Dr Monika Krzak, Wellcome Sanger Institute, University of Cambridge

“For inflammatory bowel diseases like Crohn’s and ulcerative colitis, it’s still unclear what is going wrong in the gut cells to cause inflammation. We have been able to compare gut cells of hundreds of people with and without IBD. This has given us new insight into the genes and cell types that are involved during active disease, and lays the groundwork for similar approaches to understand diseases of other major organs like eczema and asthma.” - Dr Tobi Alegbe, co-first author at the Wellcome Sanger Institute and Open Targets.

“There is an urgent need for increased understanding of the biology of Crohn’s disease if we are to develop more effective and safe medications for people living with this condition. The patients who contributed to this research have helped us build insight into the different ways that gut function and immune function are disrupted in the disease, and with the insight comes immediate new avenues for drug development and targeted therapies.” - Dr Tim Raine, senior author and consultant gastroenterologist at Cambridge University Hospitals NHS Foundation Trust.
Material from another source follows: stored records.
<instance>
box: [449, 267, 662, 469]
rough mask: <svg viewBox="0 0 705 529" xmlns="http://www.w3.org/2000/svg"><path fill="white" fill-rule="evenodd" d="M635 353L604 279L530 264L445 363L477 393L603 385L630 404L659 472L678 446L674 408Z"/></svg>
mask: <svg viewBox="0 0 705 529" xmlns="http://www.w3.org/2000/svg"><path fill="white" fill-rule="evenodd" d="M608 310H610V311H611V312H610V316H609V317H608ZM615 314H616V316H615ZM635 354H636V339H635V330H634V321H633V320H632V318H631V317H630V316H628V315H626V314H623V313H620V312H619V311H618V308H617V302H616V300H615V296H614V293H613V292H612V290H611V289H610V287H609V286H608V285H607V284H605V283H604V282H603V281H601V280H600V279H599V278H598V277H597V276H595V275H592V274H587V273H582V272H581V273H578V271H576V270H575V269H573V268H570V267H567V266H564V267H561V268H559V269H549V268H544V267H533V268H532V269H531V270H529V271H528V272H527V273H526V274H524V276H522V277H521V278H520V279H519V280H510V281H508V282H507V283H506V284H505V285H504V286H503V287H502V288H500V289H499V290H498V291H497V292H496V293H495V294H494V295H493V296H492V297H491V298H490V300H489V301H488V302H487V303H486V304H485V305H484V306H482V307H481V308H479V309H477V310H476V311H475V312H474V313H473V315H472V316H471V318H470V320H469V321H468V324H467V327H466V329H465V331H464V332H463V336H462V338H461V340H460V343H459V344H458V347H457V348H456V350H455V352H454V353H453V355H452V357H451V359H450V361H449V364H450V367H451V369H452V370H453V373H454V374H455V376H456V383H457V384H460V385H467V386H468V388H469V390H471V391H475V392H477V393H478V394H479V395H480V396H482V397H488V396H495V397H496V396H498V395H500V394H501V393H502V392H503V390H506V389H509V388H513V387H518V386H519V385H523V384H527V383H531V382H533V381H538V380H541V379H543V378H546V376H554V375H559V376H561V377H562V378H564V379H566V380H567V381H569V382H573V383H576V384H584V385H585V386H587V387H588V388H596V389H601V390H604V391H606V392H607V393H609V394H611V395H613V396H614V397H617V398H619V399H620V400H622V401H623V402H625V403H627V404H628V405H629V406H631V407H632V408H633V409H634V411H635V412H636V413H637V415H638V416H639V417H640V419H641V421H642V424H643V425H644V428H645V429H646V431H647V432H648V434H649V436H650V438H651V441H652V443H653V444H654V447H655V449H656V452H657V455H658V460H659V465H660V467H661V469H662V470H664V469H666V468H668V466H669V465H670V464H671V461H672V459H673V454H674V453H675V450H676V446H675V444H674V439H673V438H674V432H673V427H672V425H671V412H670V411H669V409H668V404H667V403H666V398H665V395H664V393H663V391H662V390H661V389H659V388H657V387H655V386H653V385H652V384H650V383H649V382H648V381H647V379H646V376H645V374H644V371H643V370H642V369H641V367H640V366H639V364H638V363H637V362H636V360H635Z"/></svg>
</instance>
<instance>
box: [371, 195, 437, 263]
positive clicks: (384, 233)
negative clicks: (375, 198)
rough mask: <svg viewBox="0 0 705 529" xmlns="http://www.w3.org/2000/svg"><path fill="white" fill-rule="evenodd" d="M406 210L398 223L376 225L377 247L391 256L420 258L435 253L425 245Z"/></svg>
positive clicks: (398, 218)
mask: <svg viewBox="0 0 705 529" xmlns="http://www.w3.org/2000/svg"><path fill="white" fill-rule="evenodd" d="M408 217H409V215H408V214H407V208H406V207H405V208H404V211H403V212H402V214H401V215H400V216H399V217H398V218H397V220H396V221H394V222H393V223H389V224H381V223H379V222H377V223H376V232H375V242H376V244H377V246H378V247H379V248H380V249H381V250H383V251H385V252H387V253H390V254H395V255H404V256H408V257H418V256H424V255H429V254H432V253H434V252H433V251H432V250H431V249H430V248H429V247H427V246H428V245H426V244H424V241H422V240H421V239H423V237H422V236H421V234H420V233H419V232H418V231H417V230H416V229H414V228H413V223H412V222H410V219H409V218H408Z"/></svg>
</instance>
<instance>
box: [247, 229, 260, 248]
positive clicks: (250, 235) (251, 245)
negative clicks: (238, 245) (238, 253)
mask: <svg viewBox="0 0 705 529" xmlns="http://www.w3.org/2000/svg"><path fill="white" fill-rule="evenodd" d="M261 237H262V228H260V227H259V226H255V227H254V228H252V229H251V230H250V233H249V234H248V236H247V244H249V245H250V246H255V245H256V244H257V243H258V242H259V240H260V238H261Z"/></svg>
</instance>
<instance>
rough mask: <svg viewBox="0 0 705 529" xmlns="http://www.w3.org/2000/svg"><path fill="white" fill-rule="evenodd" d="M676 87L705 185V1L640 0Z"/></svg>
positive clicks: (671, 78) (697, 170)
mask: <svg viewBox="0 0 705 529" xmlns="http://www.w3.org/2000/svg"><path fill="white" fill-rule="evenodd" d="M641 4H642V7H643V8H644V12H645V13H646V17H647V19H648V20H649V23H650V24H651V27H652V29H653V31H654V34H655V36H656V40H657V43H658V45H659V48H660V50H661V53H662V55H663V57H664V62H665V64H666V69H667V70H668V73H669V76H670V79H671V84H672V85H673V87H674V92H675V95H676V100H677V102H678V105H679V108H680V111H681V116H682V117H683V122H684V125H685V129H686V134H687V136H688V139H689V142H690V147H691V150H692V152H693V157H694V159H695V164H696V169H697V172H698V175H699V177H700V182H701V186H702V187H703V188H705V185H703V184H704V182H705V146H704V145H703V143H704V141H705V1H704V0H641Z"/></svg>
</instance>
“What makes this study different is that we designed replication in from the start and found that even with hundreds of patients and standardized protocols, fewer than half of the gene expression changes we detected in one cohort replicated in the other. That’s a sobering finding for the field. The biology that did replicate consistently points to the gut lining itself as a key player in Crohn’s with a molecular signature in epithelial cells that persists even after inflammation has resolved. We don’t yet know what that persistence means, but it likely influences how the gut responds to future inflammatory insults.” - Dr Carl Anderson, senior author at the Wellcome Sanger Institute.